Parmi les facteurs qui soutiennent les jeunes réfugiés et migrants pendant cette période critique de leur vie figurent les relations positives avec leurs pairs et leurs tuteurs, l’accès à l’école, à la formation professionnelle et aux possibilités d’emploi, ainsi qu’un logement sûr et adéquat.

Des recommandations pour les autorités italiennes et la Commission européenne

Dans le rapport, les trois agences des Nations unies fournissent des recommandations clés aux autorités italiennes et à la Commission européenne.

Aux autorités italiennes, il est notamment recommandé d’adopter une stratégie nationale intersectorielle pour accroître l’inclusion sociale des jeunes réfugiés et migrants ayant récemment atteint l’âge de 18 ans, ainsi qu’un plan d’action national contre le racisme, la xénophobie et la discrimination; assurer la mise en œuvre intégrale de la loi n° 47/2017 sur les mesures de protection des UASC; veiller à ce que les jeunes aient accès à un soutien psychosocial, aux soins de santé, à l’éducation, à la prévention de la violence sexiste et à la réponse à y apporter, à la formation et aux services d’emploi; et accroître la participation des jeunes réfugiés et migrants aux activités sociales et récréatives.

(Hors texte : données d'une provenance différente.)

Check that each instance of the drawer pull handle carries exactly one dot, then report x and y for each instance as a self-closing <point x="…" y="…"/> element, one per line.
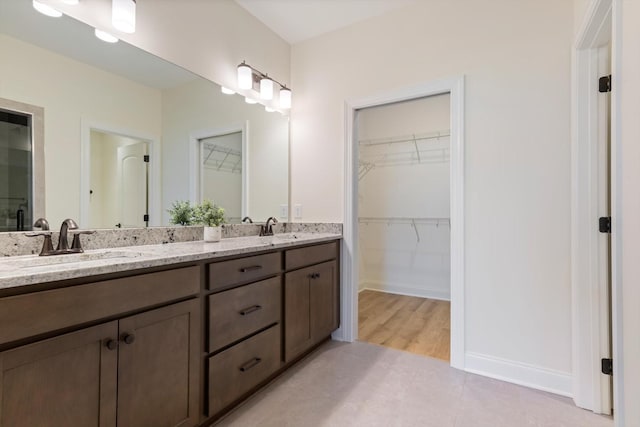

La Commission européenne doit quant à elle en particulier faciliter une coopération efficace entre les États membres pour évaluer l’intérêt supérieur de chaque enfant et mettre en œuvre les procédures de regroupement familial; mettre en place un système de collecte de données et d’informations précises sur les enfants réfugiés et migrants non accompagnés et séparés, actuels et anciens, afin de renforcer les systèmes de protection; et affecter des ressources dans le cadre du prochain Fonds communautaire pour l’asile et la migration afin de renforcer et d’intensifier les bonnes pratiques identifiées dans le présent rapport.

Entre 2014 et 2018, plus de 70 000 enfants réfugiés et migrants non accompagnés et séparés sont arrivés en Italie par la mer, dont 90 % avaient entre 15 et 17 ans. On estime qu’au moins 60 000 personnes ont eu 18 ans au cours des cinq dernières années.